Last Thursday marked the anniversary of the German occupation of Rome in 1943, which brought Gallucci to his second case: Erich Priebke, a former Nazi SS officer and Gestapo agent who took part in the 1944 massacre at the Ardeatine Caves in Rome, the worst civilian atrocity of the Second World War.

The 335 victims were made up of 75 Jews in addition to other Romans from all walks of life, including a priest, Father Pietro Pappagallo, an outspoken antifacist. Their deaths came in reprisal for an attack by Italian partigiani on a column of SS troops that killed 33, in keeping with Hitler’s policy in occupied territories that ten locals need to die for every one German killed by resistance forces.

After the war, Priebke escaped to Argentina using the infamous “ratline” of Austrian Bishop Alois Hudal, living there for the next half-century. In the mid-1990s he was finally identified and extradited to Italy, and after a lengthy legal process he was sentenced to life in prison. Less than a decade later he was given permission to serve his sentence at home, and he died in 2013.

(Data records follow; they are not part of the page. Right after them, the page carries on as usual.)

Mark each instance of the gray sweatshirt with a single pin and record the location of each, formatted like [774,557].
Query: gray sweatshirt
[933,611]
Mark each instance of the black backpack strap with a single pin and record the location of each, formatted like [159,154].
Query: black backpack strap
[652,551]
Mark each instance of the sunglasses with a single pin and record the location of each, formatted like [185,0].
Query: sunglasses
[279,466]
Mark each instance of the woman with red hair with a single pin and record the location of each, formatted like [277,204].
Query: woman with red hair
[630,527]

By now, there are only a handful of Romans still alive who experienced the occupation, but memories of the brutality and hardship, and above all what happened at the Fosse Ardeatine, are handed down within Roman families by one generation to the next.

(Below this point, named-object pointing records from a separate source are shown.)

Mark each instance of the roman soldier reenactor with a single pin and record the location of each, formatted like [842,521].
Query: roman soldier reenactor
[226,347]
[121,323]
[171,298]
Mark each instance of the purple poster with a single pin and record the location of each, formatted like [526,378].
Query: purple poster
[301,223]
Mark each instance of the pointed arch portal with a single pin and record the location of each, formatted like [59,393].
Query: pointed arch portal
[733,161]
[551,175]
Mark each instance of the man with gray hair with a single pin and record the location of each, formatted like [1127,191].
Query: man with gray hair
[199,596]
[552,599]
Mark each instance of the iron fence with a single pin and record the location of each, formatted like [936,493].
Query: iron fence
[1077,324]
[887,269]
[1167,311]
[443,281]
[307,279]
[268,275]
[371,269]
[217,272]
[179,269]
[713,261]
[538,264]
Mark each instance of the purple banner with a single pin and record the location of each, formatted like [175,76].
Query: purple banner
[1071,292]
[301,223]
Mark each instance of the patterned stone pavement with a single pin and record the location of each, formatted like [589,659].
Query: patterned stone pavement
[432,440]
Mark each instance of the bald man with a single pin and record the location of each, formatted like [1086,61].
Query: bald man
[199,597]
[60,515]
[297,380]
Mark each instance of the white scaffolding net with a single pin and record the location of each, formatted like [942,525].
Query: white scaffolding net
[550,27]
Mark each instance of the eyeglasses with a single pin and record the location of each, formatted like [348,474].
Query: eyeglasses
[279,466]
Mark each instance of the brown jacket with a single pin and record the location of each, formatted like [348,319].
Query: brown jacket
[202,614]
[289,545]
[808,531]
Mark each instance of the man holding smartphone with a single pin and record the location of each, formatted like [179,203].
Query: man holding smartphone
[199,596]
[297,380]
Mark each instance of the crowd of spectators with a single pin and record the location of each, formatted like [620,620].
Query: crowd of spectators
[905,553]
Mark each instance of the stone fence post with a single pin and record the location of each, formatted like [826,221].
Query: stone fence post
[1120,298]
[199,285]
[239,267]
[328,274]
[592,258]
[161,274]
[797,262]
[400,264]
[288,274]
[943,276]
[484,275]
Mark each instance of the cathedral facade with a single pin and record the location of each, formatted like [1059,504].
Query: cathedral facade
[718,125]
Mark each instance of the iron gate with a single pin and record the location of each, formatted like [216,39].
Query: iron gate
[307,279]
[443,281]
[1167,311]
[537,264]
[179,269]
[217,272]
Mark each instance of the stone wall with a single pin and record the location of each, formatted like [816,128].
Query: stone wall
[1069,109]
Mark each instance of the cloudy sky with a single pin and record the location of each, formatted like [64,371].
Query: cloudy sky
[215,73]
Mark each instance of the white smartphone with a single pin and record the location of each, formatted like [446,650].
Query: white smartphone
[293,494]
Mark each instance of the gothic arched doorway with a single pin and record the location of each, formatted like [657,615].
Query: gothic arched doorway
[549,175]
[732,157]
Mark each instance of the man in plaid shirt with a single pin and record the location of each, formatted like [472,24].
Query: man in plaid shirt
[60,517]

Knowing that, Gallucci provocatively asked: “Who here didn’t want to see the death penalty for Priebke?” He paused for a moment, almost daring anyone to dissent – knowing full well that some people in the Church might well have lost family members in the massacre.

He then asked if we could also bring ourselves to forgive Priebke.

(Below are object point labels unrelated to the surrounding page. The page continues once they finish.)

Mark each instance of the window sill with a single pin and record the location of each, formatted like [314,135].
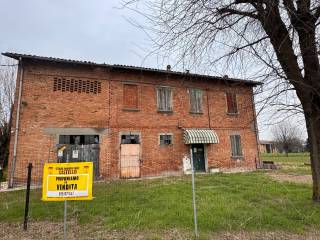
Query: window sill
[233,114]
[165,145]
[165,111]
[196,113]
[130,110]
[237,157]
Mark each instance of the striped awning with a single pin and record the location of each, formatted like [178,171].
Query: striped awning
[194,136]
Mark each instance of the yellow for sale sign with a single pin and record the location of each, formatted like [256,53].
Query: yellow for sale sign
[67,181]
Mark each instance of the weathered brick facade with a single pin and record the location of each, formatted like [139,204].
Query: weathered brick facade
[43,110]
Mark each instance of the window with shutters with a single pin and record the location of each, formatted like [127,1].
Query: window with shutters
[232,103]
[130,97]
[165,139]
[195,96]
[236,146]
[164,99]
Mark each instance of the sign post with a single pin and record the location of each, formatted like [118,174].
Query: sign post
[65,212]
[67,181]
[194,197]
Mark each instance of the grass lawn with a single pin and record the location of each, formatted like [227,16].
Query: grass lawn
[226,202]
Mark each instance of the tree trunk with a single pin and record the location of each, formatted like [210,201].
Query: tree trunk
[312,115]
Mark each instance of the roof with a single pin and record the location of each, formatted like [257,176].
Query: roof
[263,142]
[19,56]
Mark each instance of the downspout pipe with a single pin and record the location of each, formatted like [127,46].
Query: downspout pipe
[258,161]
[13,166]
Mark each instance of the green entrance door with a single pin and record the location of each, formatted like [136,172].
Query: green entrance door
[198,157]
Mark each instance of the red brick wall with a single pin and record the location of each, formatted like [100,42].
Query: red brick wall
[44,108]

Driving home the day’s message, when the moment rolled around to say the “Our Father,” Gallucci instructed us not to pronounce the phrase “forgive us our trespasses as we forgive those who trespass against us.” Instead, he told us to insert the name of someone we have a hard time forgiving – “usually, it’s somebody obvious,” he said.

As we recited that line of the prayer, a quiet murmur of different names floated through the air.

At the end of Mass, Gallucci told us to go home and pray for the gift of mercy and forgiveness – “not how the world sees it,” he said, “but the radical Christian concept of forgiveness.”

I’ve heard more homilies on mercy than I can remember, especially given that I covered Pope Francis’s Jubilee of Mercy here in Rome. I don’t know, however, that I’ve ever heard a priest challenge my grasp of exactly what Christianity is asking of me quite as effectively as Gallucci.

It’s a reminder that “bad” is not quite the only brand of Catholic preaching, and maybe we should … well, maybe we should forgive the duds we hear a bit more readily.